Szwedzki sąd uznał, że bezrobotny w Szwecji musi przyjąć pracę za granicą, jeśli zostanie mu złożona taka oferta.
05.12.2007 11:18
Szwedzki sąd uznał, że bezrobotny w Szwecji musi przyjąć pracę za granicą, jeśli zostanie mu złożona taka oferta - czytamy w "Rzeczpospolitej".
Wszystko zaczęło się od stolarza Pera-Olova Perssona z Lysvik, w graniczącym z Norwegią regionie Värmlandii. Cztery lata temu zadzwonił do niego urzędnik z biura pośrednictwa pracy, w którym Szwed był zarejestrowany. Urzędnik powiedział, że czeka na niego praca na budowie, ale w Norwegii.
Persson skontaktował się z lokalnym związkiem zawodowym budowlańców, aby dowiedzieć się, czy musi przyjąć pracę za granicą. Odpowiedź jaką uzyskał była następująca: "Jeżeli nie chcesz, nie musisz". Persson zdziwił się bardzo, gdy okazało się, że wysokość jego zasiłku dla bezrobotnych, została zmniejszona.

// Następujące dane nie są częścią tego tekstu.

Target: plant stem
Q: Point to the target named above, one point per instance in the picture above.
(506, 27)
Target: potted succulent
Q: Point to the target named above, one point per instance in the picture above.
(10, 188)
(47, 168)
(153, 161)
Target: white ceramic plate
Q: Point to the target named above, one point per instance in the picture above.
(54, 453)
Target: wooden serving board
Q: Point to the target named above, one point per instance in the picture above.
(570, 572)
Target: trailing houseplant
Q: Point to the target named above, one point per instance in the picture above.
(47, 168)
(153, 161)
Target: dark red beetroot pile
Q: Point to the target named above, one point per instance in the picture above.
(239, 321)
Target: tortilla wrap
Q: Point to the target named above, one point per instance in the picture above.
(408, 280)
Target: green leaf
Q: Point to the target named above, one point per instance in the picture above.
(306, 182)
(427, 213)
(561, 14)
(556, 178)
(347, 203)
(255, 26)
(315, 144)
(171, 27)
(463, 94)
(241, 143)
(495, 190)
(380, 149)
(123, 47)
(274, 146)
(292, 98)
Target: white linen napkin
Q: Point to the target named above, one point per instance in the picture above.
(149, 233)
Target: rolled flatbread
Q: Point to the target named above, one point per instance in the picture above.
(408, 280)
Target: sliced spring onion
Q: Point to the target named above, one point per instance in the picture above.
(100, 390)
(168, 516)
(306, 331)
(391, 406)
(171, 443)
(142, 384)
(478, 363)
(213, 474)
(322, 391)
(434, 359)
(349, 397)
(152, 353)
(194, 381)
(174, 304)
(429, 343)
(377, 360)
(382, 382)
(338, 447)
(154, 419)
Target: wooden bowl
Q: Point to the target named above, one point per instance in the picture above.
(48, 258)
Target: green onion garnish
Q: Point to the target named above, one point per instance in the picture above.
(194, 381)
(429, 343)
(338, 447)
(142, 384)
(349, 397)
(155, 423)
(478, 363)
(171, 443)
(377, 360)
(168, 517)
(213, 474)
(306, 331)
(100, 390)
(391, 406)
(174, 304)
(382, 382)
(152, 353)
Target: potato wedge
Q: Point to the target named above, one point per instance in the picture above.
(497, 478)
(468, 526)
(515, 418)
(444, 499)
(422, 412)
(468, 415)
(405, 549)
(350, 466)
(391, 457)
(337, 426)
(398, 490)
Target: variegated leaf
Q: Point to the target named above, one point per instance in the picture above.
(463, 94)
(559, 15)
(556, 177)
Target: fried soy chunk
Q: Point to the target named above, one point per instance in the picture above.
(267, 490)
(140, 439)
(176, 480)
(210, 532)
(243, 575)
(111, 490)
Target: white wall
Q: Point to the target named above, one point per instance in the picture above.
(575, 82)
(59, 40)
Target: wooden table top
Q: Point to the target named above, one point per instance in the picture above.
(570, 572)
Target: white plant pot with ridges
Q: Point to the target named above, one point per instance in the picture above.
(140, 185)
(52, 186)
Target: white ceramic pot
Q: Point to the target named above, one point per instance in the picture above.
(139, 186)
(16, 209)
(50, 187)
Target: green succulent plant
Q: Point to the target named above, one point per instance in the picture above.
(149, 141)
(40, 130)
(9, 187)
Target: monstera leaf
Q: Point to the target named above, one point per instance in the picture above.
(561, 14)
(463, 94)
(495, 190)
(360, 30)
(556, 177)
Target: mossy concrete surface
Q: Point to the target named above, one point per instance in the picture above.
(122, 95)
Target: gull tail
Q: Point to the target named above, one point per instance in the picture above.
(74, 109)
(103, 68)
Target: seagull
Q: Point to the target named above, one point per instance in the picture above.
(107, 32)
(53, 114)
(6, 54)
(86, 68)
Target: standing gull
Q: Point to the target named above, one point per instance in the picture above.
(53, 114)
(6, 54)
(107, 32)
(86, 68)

Persson złożył skargę do sądu wojewódzkiego, potem do apelacyjnego. Oba wyroki stwierdzają że kasa dla bezrobotnych ma bowiem prawo wymagać, by budowlaniec – po 100 dniach życia na zasiłku i mimo posiadania rodziny – podjął pracę za granicą, 250 km od miejsca zamieszkania. Kasa obcinając zasiłek działała więc zgodnie z prawem.